Much of his composure stems from the fact that he is in love, after 15 years of proclaiming he was celibate because he hated sex and loather the idea of relationships. "I was in such a state odd denial about it. It was much easier to say, 'I can live without love' and I really thought I could. It was only when I looked at myself, I realised that one of the reasons I was so unhappy was because I was genuinely lonely."

He met his boyfriend some years ago. Of course, he still wasn't quite brave enough to make the first move, so a third party got them together. Fry is brick and chipper and could happily burble on all day about the delights of being a "we rather than an I" and having a "home rather than a house." He chooses not to name his partner publicly - all we know is that he is not in show business and is 10 years younger - but is happy to talk about the peace and contentment the relatioship has brought him, and even of his belated emergence as a sexual being.

In his autobiography, 'Moab is my washpot' Fry went some way towards explaining the agonies of the first 21 years of his life. Although he was precocious and clever, he yearned to be able to swim or sing or play sports without humiliating himself, but seemed destined for a life of awkwardness. He grew into a tall, pale mushroom of a boy who developed a passion for a classmate that appeared to unhinge him totally.

He became a kleptomaniac and went on the run with stolen credit cards, ending up in a Somerset remand centre. What saved him, he says, was the fact that, despite all the exploding teenage hormones, he recognised that, deep inside, he was a clever boy. "So, even if I missed the bus academically, I knew that if I got a job in a bookshop, I would rise pretty quickly because I vould, um, deal with things. I always had the resource of knowing that I had a mind that was not useless." He pulled himself together enough to sit his university exams and go to Cambridge, where he met friends such as Emma Thompson and Hugh Laurie.

Fry and Laurie. Jeeves and Wooster. Blackadder. Cold Comfort Farm. Peters friends.....They all enjoyed brilliant success shortly after leaving - and indeed, seemed to dominate televisions comedy output for about a decade - but Fry says now that he was always troubled by this. "I had so much guilt about being successful because I didn't feel that I deserved it. I felt that I had lucked into it all, that somehow it wasn't quite fair."

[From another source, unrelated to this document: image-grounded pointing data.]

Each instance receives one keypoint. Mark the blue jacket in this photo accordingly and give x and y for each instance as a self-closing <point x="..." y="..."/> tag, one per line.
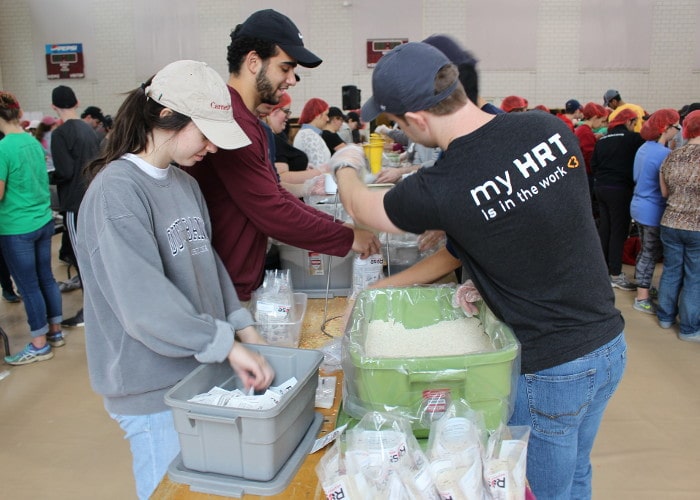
<point x="648" y="205"/>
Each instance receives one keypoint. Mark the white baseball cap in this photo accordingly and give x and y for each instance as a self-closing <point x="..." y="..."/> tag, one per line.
<point x="194" y="89"/>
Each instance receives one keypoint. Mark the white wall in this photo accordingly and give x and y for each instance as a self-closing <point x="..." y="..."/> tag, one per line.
<point x="330" y="29"/>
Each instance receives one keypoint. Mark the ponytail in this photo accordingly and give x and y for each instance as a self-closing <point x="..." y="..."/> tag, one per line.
<point x="133" y="126"/>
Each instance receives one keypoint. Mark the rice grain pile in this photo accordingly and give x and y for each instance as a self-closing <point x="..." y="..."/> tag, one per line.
<point x="389" y="339"/>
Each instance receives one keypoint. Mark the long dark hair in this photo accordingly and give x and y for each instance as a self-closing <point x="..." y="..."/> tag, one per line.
<point x="137" y="117"/>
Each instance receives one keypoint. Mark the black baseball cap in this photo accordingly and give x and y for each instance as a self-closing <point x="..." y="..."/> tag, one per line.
<point x="93" y="111"/>
<point x="270" y="25"/>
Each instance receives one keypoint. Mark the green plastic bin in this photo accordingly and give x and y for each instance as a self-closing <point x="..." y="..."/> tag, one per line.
<point x="420" y="388"/>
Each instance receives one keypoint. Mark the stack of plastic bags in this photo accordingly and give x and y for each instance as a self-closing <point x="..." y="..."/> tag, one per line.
<point x="380" y="458"/>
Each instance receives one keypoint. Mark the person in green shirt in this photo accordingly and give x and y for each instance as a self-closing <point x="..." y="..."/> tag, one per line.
<point x="26" y="228"/>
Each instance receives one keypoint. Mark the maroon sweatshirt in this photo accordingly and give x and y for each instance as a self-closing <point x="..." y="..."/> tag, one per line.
<point x="247" y="204"/>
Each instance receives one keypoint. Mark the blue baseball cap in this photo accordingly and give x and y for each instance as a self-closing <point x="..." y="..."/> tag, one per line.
<point x="404" y="80"/>
<point x="572" y="105"/>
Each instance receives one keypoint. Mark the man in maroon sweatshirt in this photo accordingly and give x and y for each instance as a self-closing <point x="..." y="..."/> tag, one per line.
<point x="246" y="203"/>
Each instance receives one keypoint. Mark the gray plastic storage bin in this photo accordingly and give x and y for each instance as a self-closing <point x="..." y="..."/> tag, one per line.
<point x="250" y="444"/>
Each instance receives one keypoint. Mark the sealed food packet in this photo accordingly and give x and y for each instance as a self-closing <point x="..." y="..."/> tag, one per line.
<point x="273" y="305"/>
<point x="379" y="458"/>
<point x="505" y="463"/>
<point x="455" y="449"/>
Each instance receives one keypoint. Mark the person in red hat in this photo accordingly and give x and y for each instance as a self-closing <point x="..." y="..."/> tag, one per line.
<point x="514" y="104"/>
<point x="595" y="117"/>
<point x="648" y="204"/>
<point x="679" y="288"/>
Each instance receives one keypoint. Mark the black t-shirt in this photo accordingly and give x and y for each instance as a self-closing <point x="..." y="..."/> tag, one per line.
<point x="286" y="153"/>
<point x="513" y="199"/>
<point x="612" y="161"/>
<point x="331" y="139"/>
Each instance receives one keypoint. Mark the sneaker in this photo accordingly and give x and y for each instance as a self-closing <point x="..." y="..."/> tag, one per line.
<point x="56" y="339"/>
<point x="30" y="354"/>
<point x="10" y="296"/>
<point x="622" y="282"/>
<point x="76" y="320"/>
<point x="70" y="285"/>
<point x="690" y="337"/>
<point x="644" y="305"/>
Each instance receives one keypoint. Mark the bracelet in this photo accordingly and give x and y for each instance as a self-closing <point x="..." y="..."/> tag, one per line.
<point x="342" y="165"/>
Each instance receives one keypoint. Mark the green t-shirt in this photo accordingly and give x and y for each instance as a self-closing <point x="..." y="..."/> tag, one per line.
<point x="26" y="205"/>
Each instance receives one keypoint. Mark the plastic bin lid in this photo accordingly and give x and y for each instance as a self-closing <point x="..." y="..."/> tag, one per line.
<point x="233" y="486"/>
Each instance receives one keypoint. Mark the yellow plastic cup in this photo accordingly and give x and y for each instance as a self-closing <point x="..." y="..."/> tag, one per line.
<point x="375" y="157"/>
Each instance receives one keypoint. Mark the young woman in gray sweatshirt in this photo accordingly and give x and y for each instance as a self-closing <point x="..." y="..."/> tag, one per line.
<point x="158" y="300"/>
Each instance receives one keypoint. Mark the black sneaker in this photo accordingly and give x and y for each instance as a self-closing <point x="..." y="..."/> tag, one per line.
<point x="76" y="320"/>
<point x="56" y="339"/>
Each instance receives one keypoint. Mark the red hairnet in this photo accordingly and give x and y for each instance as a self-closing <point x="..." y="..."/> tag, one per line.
<point x="312" y="109"/>
<point x="513" y="102"/>
<point x="592" y="110"/>
<point x="285" y="101"/>
<point x="622" y="117"/>
<point x="658" y="122"/>
<point x="691" y="125"/>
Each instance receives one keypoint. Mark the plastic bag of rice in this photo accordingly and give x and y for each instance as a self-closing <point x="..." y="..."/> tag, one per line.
<point x="390" y="339"/>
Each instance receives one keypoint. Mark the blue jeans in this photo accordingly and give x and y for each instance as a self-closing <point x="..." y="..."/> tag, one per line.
<point x="679" y="287"/>
<point x="28" y="258"/>
<point x="563" y="406"/>
<point x="154" y="444"/>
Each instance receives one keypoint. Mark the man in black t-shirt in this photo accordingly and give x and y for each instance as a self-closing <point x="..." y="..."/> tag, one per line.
<point x="511" y="193"/>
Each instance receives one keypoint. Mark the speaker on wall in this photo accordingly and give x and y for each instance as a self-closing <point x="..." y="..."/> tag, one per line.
<point x="351" y="97"/>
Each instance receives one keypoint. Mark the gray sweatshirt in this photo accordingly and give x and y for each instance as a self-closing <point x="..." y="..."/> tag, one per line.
<point x="157" y="299"/>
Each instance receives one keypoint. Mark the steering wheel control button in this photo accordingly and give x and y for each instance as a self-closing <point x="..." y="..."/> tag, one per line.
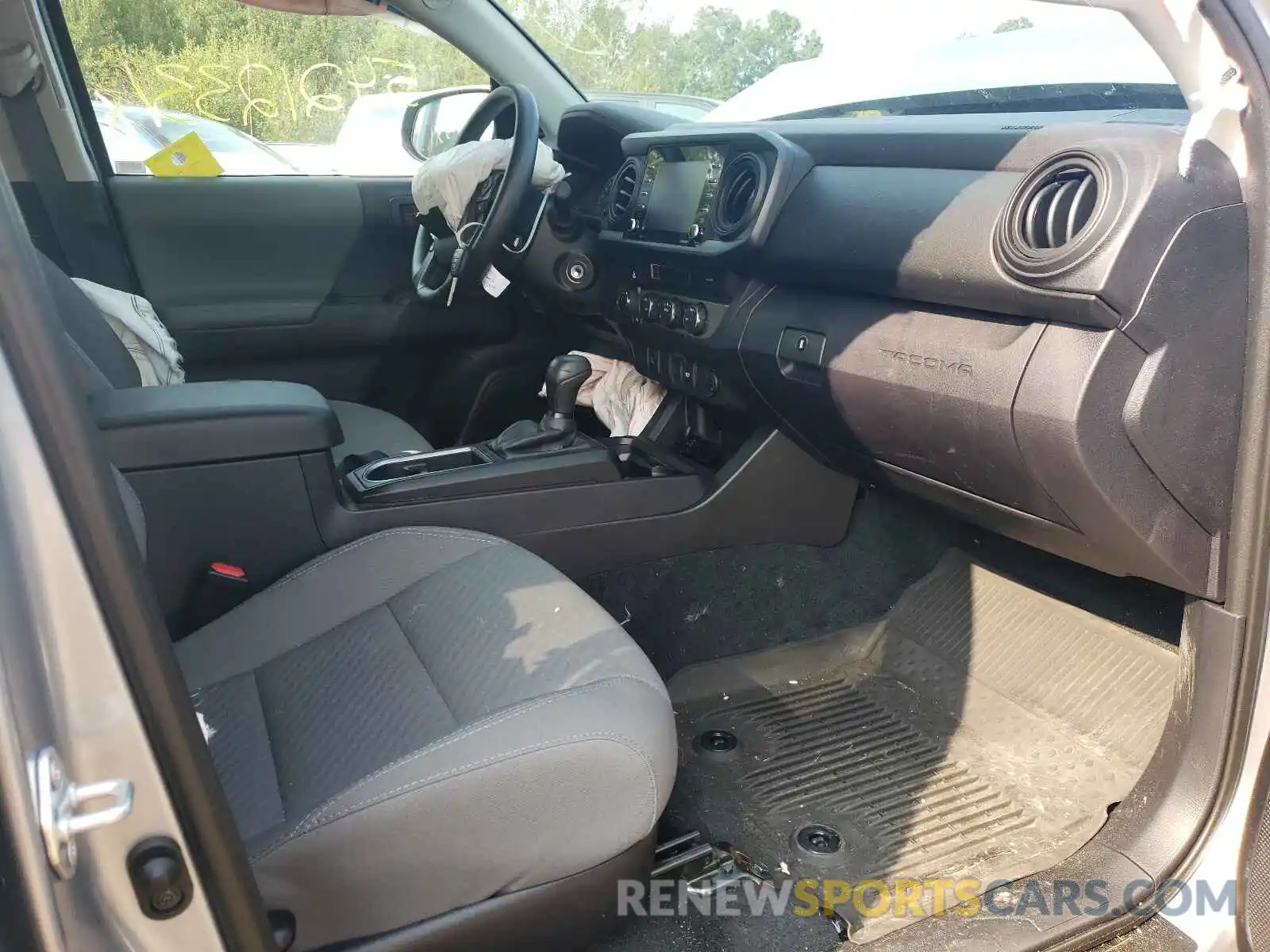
<point x="718" y="743"/>
<point x="818" y="841"/>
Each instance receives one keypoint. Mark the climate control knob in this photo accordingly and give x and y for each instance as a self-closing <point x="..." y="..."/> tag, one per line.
<point x="696" y="321"/>
<point x="672" y="314"/>
<point x="651" y="309"/>
<point x="628" y="304"/>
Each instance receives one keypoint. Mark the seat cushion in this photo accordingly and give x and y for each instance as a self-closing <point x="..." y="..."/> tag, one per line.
<point x="368" y="429"/>
<point x="422" y="720"/>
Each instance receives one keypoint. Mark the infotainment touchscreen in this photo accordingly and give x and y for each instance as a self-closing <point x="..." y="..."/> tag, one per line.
<point x="681" y="184"/>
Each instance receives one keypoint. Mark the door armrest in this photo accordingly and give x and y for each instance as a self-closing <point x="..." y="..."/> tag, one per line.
<point x="149" y="428"/>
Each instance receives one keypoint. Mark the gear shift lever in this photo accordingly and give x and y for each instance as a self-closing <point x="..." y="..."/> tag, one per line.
<point x="565" y="376"/>
<point x="558" y="429"/>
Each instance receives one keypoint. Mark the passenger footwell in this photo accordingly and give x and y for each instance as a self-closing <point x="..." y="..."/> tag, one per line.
<point x="979" y="731"/>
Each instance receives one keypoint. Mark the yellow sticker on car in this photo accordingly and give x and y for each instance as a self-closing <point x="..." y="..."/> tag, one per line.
<point x="188" y="156"/>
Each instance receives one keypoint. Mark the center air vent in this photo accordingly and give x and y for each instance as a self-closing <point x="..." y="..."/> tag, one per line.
<point x="1056" y="217"/>
<point x="741" y="192"/>
<point x="622" y="196"/>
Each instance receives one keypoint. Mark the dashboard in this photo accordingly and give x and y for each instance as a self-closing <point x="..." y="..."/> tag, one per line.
<point x="1034" y="321"/>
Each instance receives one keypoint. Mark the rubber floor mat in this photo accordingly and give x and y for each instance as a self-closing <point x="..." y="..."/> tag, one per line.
<point x="981" y="730"/>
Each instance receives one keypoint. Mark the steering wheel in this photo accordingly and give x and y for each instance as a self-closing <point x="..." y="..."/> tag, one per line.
<point x="495" y="215"/>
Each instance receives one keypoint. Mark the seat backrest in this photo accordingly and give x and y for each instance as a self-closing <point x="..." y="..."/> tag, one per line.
<point x="103" y="361"/>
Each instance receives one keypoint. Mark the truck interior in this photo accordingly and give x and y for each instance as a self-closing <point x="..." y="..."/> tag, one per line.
<point x="933" y="565"/>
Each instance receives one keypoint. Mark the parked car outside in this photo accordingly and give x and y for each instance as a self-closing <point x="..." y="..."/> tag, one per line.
<point x="133" y="133"/>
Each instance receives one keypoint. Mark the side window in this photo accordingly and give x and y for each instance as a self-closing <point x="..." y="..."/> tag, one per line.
<point x="266" y="93"/>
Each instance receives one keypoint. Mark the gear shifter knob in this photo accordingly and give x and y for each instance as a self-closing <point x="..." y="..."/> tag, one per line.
<point x="565" y="376"/>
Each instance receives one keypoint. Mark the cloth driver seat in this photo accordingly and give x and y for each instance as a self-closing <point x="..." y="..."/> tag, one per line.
<point x="425" y="727"/>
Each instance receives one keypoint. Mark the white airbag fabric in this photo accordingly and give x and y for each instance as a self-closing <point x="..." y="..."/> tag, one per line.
<point x="448" y="181"/>
<point x="135" y="323"/>
<point x="622" y="397"/>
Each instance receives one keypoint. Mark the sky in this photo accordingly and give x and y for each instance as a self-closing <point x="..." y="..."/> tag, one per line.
<point x="856" y="27"/>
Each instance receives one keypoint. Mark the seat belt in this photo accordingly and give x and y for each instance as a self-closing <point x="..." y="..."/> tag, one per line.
<point x="22" y="78"/>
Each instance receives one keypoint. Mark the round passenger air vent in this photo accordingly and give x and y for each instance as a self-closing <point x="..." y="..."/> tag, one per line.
<point x="1056" y="217"/>
<point x="622" y="197"/>
<point x="741" y="192"/>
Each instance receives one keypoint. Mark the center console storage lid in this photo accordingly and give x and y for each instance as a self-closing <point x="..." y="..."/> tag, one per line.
<point x="198" y="423"/>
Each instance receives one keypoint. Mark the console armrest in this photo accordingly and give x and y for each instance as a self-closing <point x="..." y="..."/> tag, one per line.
<point x="200" y="423"/>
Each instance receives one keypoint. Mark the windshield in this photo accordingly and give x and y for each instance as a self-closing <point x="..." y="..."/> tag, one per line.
<point x="779" y="59"/>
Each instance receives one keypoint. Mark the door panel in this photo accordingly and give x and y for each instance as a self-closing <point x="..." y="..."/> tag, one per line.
<point x="229" y="253"/>
<point x="295" y="278"/>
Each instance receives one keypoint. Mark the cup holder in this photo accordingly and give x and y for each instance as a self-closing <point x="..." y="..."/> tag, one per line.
<point x="639" y="459"/>
<point x="410" y="467"/>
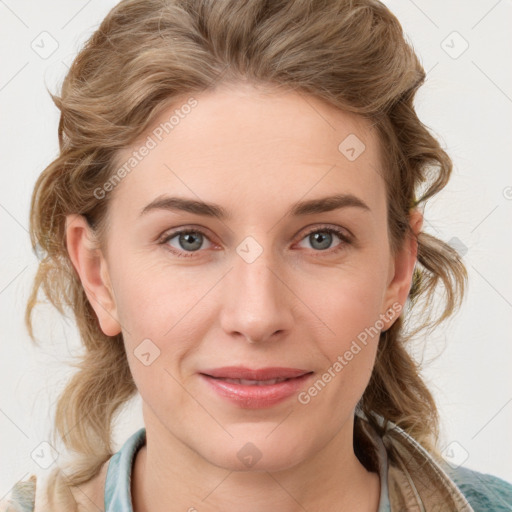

So here we have Stephen Fry in February, 1995; consumed by doubts, working like a maniac to appease his guilt, unhappy at being kittenish, lonely and - perhaps most important - without someone at home to say: "Calm down, you silly fool."

When he fled to Brussels, after planning and abandoning suicide, he simply could not bear being in his life. "I realised with complete clarity that I was utterly miserable. I was in hell. I am not my own best analysis, but I realised that I was truly miserable and had been for some time." Eventually, after a public outcry and newspaper appeals to find him, Fry contacted his family and his father fetched him home. After treatment in London - where he was diagnosed as a manic depressive and prescribed lithium - Fry headed west for California.

Today, he divides his life into two distinct parts, which he refers to as "Before Cell Mates" and "After Cell Mates." Fry made a pact with himself that he would never work so hard again, nor feel so beholden to strangers. He does appear still to be working at a furious pace - four upcoming movies drawing inspiration from George Best, Evelyn Waugh, Noel Coward; the TV 'Gormenghast' - but not, he insists, with the do-or-die desperation of before.

He is also the narrator - a perfect choice - for a series of audio tapes of the Harry Potter books. Fry is a big Potter fan and snorts derisively at recent reactionary protestations from America that the Hogwarts hero is a bad influence on children. "It is as stupid as you can get. They are very moral books and unless you show evil, you cannot show goodness. Not counting 'Littel House On The Prairie,' of course," he jokes, gathering up his papers and heading off for his snooker match. It is a relief to see him looking so cheerful and without that blurry, sad look that haunted him for so long.